第8話:エピローグ
・エピローグ
「以上で、昔話は終わりです」
豊かな木々に囲まれた小さな建物の庭で、子供たちに昔話を聞かせていました。
彼と出会った大事な場所に建てた孤児院。そこで、子供たちに囲まれて昔話をせがまれてしまったのです。
「せんせ!魔族って悪いやつだったんじゃないの?」
男の子から純粋な疑問の眼差しで問いかけられます。
「いいえ、それは違います。魔族だから悪いわけではありません。人にもいい人と嫌な人が居るように、魔族も同じです。みんなが悪いと決めつけて、仲良くしようとしないのは勿体ないですよ」
「へー」
納得しきれていないような、曖昧な返事ですが、優しい子なので分かってくれるでしょう。
「先生!」
今度は、女の子から声をかけられます。
「はい、何でしょうか」
「先生は、その不愛想な魔族さんのことが好きだったの?」
まさかの質問をされてしまいました。
「さあ、どうでしょうか」
それは、分かりませんね。特に今となっては…。
「一緒に居て楽しかったんじゃないの?」
「どうでしょうか。私たちは、あまりそう言った感情を理解できないことがあるので」
自分で言葉にして、少し悲しくなりました。感情をもっと理解することが出来れば、彼のことももっと理解することが出来たのでしょうか。
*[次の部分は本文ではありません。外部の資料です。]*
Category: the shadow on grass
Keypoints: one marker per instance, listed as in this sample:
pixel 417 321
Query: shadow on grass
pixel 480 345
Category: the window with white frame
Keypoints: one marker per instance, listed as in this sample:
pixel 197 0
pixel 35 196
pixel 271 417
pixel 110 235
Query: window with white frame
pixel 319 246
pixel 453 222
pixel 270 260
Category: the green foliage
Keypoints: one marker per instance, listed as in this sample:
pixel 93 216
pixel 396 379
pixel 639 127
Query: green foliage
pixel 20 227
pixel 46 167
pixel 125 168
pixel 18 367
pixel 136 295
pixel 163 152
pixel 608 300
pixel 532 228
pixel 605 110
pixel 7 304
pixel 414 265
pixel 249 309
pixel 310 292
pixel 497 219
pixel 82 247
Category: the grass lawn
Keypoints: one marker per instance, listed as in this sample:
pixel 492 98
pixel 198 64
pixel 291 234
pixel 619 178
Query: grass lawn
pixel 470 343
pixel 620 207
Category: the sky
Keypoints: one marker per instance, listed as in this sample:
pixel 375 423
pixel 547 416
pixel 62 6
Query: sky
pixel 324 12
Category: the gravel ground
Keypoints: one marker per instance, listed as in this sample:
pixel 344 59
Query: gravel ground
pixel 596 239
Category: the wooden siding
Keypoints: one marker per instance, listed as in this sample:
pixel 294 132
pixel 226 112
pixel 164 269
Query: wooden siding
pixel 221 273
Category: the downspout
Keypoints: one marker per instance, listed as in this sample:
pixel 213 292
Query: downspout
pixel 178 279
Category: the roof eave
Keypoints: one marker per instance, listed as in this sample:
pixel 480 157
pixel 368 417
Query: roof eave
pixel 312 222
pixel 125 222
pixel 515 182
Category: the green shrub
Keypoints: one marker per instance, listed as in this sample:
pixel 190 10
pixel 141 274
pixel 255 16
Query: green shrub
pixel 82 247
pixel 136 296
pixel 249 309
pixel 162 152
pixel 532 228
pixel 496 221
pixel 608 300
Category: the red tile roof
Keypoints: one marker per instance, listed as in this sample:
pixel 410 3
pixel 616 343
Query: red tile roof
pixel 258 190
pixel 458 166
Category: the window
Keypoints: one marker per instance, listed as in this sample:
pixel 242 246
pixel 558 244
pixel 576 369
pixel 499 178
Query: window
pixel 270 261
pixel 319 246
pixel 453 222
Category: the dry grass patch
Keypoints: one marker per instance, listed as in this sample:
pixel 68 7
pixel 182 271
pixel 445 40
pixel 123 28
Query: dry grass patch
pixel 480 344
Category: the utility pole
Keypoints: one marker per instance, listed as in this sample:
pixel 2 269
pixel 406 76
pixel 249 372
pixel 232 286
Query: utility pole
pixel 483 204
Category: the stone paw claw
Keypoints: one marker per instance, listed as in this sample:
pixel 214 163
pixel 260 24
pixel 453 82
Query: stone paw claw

「でも…そうですね。随分前の事ですので、データの欠落などもあると思いますが、彼のことを思い出すたびに、自然と口が綻ぶのです。その時の私が楽しそうにしているので…。きっと、幸せだったのでしょう…」
細かな記憶は、幾度のデータの引継ぎでノイズがかっている部分もあり、すでに鮮明ではないけれども、そのことだけは確かに…確かに覚えているのです。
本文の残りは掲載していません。